(1.) This is a first appeal from an order brought by the father against an order of the District Judge of Agra made, or purporting to be made, under the Guardians and Wards Act. The circumstances are simple; but although the law is clear, they are such as arise from time to time and create difficulty in applying the law. One Nazir Khan applied to the District Judge to be appointed guardian of the person of his minor son who was born in 1912. Of course, the parties are Muhammadans. In December 1912, while the son was only eight months old, the father, the present applicant, handed over his son to one Ganesh, a convert to Muhammadanism, thereby delegating his duty of custody and care and up-bringing of the infant.
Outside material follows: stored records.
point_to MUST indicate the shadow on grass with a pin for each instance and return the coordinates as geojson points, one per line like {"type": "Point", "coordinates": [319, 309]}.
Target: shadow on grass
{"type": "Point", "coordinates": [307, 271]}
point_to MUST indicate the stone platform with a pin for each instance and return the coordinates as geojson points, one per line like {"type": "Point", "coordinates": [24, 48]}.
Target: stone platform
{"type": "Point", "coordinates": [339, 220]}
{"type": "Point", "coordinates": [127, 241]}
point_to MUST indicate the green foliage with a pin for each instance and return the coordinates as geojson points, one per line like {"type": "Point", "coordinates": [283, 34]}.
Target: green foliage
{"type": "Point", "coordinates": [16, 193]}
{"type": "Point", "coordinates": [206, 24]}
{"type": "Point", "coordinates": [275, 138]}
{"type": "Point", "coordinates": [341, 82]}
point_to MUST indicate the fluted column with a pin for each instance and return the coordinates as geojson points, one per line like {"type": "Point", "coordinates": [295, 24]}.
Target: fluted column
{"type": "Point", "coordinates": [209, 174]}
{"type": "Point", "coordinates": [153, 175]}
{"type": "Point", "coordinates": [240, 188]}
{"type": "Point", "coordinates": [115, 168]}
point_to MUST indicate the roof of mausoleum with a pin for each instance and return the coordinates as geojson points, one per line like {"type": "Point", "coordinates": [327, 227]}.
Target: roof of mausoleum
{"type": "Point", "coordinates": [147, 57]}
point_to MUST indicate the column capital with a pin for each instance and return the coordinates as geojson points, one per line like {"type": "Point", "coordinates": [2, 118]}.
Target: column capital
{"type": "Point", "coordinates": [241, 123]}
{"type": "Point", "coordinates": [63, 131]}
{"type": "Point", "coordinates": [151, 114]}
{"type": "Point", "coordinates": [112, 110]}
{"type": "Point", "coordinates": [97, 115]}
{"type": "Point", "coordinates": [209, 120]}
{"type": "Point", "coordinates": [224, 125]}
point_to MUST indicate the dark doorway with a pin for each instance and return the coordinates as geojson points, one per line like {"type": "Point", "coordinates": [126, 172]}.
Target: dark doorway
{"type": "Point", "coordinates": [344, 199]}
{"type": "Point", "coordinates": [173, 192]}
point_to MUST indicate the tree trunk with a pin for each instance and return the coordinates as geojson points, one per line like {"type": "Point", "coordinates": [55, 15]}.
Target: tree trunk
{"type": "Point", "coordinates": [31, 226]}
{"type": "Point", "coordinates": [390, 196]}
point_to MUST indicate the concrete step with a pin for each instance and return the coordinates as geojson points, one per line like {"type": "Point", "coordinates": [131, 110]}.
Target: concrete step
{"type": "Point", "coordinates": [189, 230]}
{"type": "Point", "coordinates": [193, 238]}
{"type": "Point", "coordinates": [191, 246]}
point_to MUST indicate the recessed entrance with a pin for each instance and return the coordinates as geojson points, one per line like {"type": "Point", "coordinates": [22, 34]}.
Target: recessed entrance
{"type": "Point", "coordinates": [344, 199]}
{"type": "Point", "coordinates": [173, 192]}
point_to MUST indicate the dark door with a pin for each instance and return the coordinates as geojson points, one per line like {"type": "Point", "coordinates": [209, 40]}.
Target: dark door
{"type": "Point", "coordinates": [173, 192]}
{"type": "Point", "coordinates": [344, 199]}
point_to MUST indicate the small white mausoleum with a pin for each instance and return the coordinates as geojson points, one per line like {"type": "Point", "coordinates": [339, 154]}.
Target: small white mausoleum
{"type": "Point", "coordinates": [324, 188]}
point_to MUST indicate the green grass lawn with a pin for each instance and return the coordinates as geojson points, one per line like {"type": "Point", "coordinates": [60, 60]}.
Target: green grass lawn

(2.) The arrangement was drawn up in a deed which went far beyond what the law recognizes in such matters, namely, it purported to be a sort of transfer of ownership and complete possession and control of the boy from the father to Ganesh, who undertook to bring him up to perform the marriage ceremonies and to educate him. No doubt, the deed was meant at the time to create a kind of adoption. We do not know, but it may have been based entirely upon sentimental considerations. Nazir Khan certainly had one other son; it is possible that Ganesh had none. There is, of course, no such thing as adoption amongst Muhammadans and an arrangement of this kind is clearly revocable. There is no question, of invalidity; whether the father by revoking such an arrangement and taking back the son would create a valid claim for compensation at the suit of Ganesh is a matter which cannot be considered as arising under the Guardians and Wards Act. It would have to be the subject-matter of a suit is any case and the decision would presumably depend upon the provisions of the deed, because unless the deed provided for compensation in the event of revocation, the fact that a revocable deed was entered into would presumably exclude the possibility of the parties contemplating the contingency of compensation arising. Persons who desire to adopt or to bring up other people's children may well consider themselves rewarded by the pleasure it undoubtedly gives them in return for the expenditure of cash which they are able to spare upon an excellent object of that kind. Of course, the application made to the Court below in this case was a revocation of the authority contained in the deed
(3.) The learned Judge treats the application as being in form what it actually purported to be, namely, an application by the father to be appointed a guardian. It is a pity that District Judges who are called upon to administer this Act do not take the trouble to familiarize themselves with the fundamental law upon the subject and of the decisions of the Privy Council. If there were any doubt about the position of the natural father, that doubt was removed in the well-known case which attracted much attention at the time, namely, of Annie Besant v. Naruyaniah AIR 1914 PC 41 decided by the Privy Council in 1914. The case decided no more than that a suit by a father would not lie, but their Lordships went out of their way to enunciate the principles relating to the rights of a father over his children during their minority. He is the natural guardian, he cannot divert himself of that duty, or substitute another in his place. His duty is in the nature of a sacred trust. He may, in the exercise of his discretion delegate his authority to another, such as a tutor or a school master or a friend and entrust the education and custody of his children to that other on such terms as he sees fit. Such delegation is revocable.